Stan zdrowia poszkodowanych w wybuchu metanu w kopalni Pniówek, którzy trafili do Centrum Leczenia Oparzeń w Siemianowicach Śląskich jest nadal ciężki, ale stabilny – przekazał w piątek wicedyrektor CLO lek. med. Przemysław Strzelec.

W tej placówce przebywa dziecięciu rannych. Pięciu z nich leczonych jest na oddziale intensywnej terapii, a pozostali na chirurgii.

Część rannych jest w stanie bezpośredniego zagrożenia życia, w przypadku części pacjentów można mówić o nieznacznej poprawie.

Poszkodowani mają oparzenia od kilkunastu do kilkudziesięciu procent powierzchni ciała, ci najciężej ranni – nawet powyżej 80 proc. Pytany o leczenie najciężej poszkodowanych Strzelec wyjaśnił, że u pacjentów z tak rozległymi i głębokimi oparzeniami, dotyczącymi także dróg oddechowych, bardzo często wykorzystuje się respiratory.

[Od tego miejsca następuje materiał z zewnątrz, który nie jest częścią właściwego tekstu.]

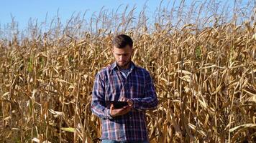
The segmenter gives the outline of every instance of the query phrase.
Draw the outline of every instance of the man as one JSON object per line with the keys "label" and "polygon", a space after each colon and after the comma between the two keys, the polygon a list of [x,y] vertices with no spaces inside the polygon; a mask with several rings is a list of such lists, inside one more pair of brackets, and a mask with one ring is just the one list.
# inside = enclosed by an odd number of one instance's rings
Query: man
{"label": "man", "polygon": [[[145,110],[155,109],[157,98],[150,73],[132,61],[133,41],[124,34],[112,41],[115,62],[96,76],[91,109],[101,118],[102,143],[149,142]],[[105,101],[128,105],[108,109]]]}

To są pacjenci, którzy ze względu na wstrząs oparzeniowy wymagają podawania leków, które wspomagają pracę serca, którzy bez takiego zaopatrzenia, bez takiej pomocy nie byliby w stanie przeżyć tego urazu, jest to dla nich jedyna możliwość leczenia w tym okresie – wskazał Strzelec.

Jak opisywał lekarz, lżej ranni górnicy są przytomni, oddychają samodzielnie. Część z nich z wstaje już z łóżka. Trudno jednak ocenić jak długo potrwa ich pobyt w szpitalu i późniejsze leczenie.